Many new users wonder about how does forex trading work. The concept was developed for businesses and everyday people to trade currencies from around the world. Originally only banks and large corporations were allowed to trade currencies inside the forex markets. When the internet came into play over 20 years ago it allowed everyday people to use online brokers to make trades which has grown to what you see today.
If you ever visited a foreign country than you probably went to a currency exchange and exchanged your countries currency for the country you are in's currency. Then when you leave you usually trade back the countries currency for your currency. The exchange rate is different for each exchange of currency and fluctuates daily. How does forex trading work in this situation? This exchange rate is what is traded inside the forex market. People bet whether the exchange rate will rise or fall based on a wide variety of factors like the economic outlook, technical analysis, and more.
When you go to trade currency in the forex market you need to find a broker which is similar to the currency exchange you visit in another country. This is where your going to "bet" whether or not the currency pair you chose to trade will rise or fall.
Currencies such as the USD, Japanese Yen, Canadian Dollar, British Pound, Euro, Swiss Franc, Australian Dollar are known as the Majors.
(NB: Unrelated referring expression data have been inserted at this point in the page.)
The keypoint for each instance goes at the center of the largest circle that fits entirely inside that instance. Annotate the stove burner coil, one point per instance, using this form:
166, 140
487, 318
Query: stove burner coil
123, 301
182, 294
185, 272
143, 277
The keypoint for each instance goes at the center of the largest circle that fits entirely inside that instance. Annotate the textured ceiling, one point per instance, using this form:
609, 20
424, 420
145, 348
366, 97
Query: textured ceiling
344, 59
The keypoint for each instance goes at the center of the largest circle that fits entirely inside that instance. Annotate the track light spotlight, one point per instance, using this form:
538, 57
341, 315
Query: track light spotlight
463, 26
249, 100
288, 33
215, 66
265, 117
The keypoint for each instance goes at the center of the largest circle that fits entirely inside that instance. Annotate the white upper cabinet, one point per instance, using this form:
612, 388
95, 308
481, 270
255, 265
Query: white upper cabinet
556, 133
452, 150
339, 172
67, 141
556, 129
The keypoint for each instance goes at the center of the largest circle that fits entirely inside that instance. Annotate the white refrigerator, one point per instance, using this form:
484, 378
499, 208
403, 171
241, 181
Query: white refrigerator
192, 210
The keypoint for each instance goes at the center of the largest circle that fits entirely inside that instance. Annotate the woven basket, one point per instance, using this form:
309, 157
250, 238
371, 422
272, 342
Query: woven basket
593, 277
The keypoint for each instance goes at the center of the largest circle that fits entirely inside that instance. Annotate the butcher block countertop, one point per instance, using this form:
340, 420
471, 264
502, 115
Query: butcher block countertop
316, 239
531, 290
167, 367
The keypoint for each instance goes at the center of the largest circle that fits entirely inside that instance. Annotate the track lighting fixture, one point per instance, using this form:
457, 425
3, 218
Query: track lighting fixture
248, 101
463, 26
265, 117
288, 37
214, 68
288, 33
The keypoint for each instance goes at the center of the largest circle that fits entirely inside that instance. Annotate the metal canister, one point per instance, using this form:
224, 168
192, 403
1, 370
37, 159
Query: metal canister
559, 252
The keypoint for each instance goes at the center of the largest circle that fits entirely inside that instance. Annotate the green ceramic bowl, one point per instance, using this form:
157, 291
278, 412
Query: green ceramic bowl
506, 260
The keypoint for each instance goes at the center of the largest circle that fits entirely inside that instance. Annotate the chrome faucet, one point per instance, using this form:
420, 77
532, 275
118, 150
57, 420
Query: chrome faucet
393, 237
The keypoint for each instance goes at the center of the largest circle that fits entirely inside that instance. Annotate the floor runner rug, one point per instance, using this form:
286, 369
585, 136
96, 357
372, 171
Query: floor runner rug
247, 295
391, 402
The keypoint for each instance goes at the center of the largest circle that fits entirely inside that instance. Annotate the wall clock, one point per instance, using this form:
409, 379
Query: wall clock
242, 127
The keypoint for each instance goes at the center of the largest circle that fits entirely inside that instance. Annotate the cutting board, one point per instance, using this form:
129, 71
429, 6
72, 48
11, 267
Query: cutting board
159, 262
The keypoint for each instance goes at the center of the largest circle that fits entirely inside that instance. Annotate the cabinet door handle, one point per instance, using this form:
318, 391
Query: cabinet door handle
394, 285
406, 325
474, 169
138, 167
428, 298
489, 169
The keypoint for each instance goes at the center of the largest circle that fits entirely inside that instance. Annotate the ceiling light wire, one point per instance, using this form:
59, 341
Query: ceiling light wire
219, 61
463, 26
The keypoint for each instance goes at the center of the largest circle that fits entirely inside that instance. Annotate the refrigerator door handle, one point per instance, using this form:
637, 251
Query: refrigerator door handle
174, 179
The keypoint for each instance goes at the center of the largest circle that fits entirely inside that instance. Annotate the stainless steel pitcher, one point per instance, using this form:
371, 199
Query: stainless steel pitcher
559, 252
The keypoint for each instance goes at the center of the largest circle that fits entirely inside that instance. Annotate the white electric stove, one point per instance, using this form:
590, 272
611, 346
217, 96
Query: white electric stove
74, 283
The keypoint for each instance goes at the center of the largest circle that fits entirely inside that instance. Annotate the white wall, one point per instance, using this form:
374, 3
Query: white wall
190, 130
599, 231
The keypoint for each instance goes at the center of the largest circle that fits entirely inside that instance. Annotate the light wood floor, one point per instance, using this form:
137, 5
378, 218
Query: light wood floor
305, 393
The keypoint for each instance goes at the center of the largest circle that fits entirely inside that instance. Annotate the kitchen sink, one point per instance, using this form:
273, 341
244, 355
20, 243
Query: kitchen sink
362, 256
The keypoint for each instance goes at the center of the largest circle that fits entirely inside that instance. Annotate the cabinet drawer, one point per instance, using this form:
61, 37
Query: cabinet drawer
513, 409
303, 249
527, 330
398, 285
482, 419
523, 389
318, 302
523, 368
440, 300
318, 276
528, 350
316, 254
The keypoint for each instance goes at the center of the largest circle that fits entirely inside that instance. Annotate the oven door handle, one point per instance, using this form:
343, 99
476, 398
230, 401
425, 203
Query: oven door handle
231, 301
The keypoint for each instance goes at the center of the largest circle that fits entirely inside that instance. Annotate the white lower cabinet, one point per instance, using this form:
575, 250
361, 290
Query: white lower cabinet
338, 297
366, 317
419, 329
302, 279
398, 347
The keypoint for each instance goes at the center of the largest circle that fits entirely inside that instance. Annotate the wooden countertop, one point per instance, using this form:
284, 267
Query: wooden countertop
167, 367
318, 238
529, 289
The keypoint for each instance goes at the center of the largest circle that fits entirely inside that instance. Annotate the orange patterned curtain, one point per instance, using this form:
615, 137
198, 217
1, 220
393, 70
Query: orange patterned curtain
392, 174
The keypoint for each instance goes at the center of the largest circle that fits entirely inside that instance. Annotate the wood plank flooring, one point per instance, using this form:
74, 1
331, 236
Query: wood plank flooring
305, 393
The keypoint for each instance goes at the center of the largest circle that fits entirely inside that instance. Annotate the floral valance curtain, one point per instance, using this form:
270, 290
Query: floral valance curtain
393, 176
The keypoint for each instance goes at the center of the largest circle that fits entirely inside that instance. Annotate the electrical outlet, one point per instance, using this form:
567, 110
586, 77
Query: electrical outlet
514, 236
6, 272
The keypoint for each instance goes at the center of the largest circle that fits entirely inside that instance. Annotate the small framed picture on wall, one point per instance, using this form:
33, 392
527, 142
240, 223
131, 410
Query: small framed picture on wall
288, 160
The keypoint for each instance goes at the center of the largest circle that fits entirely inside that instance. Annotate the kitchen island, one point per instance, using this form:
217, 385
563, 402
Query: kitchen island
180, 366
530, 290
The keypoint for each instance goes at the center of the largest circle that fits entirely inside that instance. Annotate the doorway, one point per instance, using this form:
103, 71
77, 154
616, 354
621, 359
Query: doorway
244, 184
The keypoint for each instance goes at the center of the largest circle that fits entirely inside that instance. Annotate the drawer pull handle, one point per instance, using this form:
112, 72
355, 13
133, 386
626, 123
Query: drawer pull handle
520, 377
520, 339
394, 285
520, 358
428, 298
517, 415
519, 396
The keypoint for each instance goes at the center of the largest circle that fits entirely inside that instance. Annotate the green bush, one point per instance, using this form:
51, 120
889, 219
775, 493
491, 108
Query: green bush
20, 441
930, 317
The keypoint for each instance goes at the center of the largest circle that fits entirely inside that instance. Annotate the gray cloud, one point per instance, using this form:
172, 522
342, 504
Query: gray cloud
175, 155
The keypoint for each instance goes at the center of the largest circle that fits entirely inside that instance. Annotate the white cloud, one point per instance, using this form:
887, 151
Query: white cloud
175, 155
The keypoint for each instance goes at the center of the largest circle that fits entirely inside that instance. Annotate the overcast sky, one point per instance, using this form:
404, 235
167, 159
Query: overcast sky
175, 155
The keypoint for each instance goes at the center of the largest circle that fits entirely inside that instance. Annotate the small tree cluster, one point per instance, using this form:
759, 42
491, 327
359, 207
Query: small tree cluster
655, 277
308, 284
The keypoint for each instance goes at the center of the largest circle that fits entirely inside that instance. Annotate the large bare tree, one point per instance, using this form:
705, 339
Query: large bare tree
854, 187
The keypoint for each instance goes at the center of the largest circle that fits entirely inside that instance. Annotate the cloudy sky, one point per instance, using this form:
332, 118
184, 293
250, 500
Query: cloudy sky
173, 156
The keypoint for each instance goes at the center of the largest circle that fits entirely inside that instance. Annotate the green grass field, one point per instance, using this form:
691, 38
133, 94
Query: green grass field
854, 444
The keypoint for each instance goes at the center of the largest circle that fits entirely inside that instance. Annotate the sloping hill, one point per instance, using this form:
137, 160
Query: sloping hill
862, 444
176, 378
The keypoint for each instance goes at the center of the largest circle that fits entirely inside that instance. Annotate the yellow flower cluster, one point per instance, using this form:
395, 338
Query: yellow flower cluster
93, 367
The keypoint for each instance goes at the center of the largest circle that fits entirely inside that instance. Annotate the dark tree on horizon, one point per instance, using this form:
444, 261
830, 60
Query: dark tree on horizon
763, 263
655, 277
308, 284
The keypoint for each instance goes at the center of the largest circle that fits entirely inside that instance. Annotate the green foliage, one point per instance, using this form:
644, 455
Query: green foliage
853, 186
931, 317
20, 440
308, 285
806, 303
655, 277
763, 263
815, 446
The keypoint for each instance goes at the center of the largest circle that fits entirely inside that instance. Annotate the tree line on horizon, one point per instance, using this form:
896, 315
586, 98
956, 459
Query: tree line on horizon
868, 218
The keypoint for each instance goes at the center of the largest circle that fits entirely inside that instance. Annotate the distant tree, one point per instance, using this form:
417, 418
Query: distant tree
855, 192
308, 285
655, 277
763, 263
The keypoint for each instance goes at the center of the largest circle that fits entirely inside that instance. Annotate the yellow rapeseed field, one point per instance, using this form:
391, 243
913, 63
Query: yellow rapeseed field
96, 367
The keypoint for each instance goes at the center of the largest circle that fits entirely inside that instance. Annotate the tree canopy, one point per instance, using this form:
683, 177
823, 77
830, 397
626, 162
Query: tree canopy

Other currencies are considered minors and exotics. The minors include countries in the majors not paired with the USD, for example JPY/CAD (Japanese Yen/ Canadian Dollar) would be considered a minor. Exotic currencies are the rest of the currencies like the Russian Ruble, Chinese Yen, Mexican Peso. Not all of the online brokers trade the exotic currencies. I would definitely recommend finding an online broker that includes the exotic currencies so you have a lot more opportunites to trade with. I think your trading is limited when you have brokers that only include the majors and minors. Most trading strategies will work with the exotic pairs just as well with the majors and minors.
A strong economy represents a strong currency. When a country has a good economic outlook this is a signal for forex traders to buy into the currency. When an economy is weak this is a signal for traders to sell. This is why many trade strategies exist that compare economies to one another along with other fundamental factors. When a trader reads news reports about one economy getting stronger and another getting weaker at around the same time due to interest rates, war, job prospects, or housing than a trader will buy the stronger currency or sell the weaker one.